Dünyanın en seksi kadınlarından Irina Shayk bir Türk markasının yüzü oldu. Çekimler için geçen hafta İstanbul’a gelen Shayk hakkında her şeyi fotoğrafçı Koray Birand’dan dinledik.
ÇEKİMDEN NOTLAR
- Irina Shayk, THY’nin tarifeli seferi ile New York’tan İstanbul’a geldi.
- Son zamanların gözde mekânı Soho House’ta iki gece kaldı.
- Geldiği gece otel odasında dinlenmeyi tercih etti.
- Ertesi gün çekim için stüdyoya geldiğinde ayağında babet, jean pantolonu ve tişörtüyle çok doğal görünüyordu.
- Saç ve makyaj işlemleri yaklaşık iki saat sürdü. Irina’nın doğal güzelliğinin önüne geçmeyecek şekilde sade bir makyaj tercih edildi.
- Sette herhangi bir özel tercihi/isteği olmadı. Kendi deyişiyle bu konuda ‘çok kolay’dı.
- Salata ve sebze ağırlıklı bir öğle yemeği yedi. İstanbul’da yediği sebzelerin gerçekten sebze gibi olduğunu söyledi. Normalde bu lezzette sebze bulamıyormuş.
- Çekim aralarında atıştırma olarak meyve yedi.
- Gün boyunca bir tane sade Türk kahvesi içti. Sert bulduğunu söyledi. Filtre kahve ve çok bol su içti.
- Çekim sırasında sette genellikle Irina’nın çok sevdiği hiphop tarz kendi müzikleri çaldı.
GÖZLERİNE BAKINCA KAYBOLUYORUM
Koray Birand: Irina’yı bundan iki ay önce New York’ta ‘Harper’s Bazaar Çin’ için çektim. Kendisi hakkında önyargılarım vardı. “Fazla seksi, sadece iç çamaşırı mankeni olabilir” falan diyordum. Çekim bittiğinde fena halde yanıldığımı anladım. Fotoğraflar çok iyi oldu. Kendisi de çok beğendi, hatta “Hayatımın en iyi kareleri” dedi. İki ay sonra bir Türk markası için bir araya geldiğimizde uzun yıllardır tanışıyor gibiydik. Irina tanıdığım en kaprissiz top model ve inanılmaz profesyonel. Ekibe saygısı müthiş. Tabii ki çok seksi. Hatta fazla seksi. Vücudunu, kıvrımlarını nasıl kullanacağını çok iyi biliyor. Kıyafetin hakkını veriyor. Derin V giydiyse memelerini düzeltip dikleştiriyor, derin yırtmaç varsa kasığa kadar açıyor.
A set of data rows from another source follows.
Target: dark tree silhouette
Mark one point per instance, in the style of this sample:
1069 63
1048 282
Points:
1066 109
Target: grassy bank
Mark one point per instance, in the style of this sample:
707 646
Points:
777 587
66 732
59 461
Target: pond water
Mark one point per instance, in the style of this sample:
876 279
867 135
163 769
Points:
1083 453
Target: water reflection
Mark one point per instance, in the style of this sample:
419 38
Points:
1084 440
Popsuna kaç kere iğne battı gıkını bile çıkarmadı. Profesyonellik böyle bir şey. Sette en zorlanan isim partneri Sasha oldu. Gözünün içine bile bakamadı çocuk. “Bakınca kayboluyorum, bir uçurumdan aşağı düşüyor gibi oluyorum, gözleri çok derin” diyordu.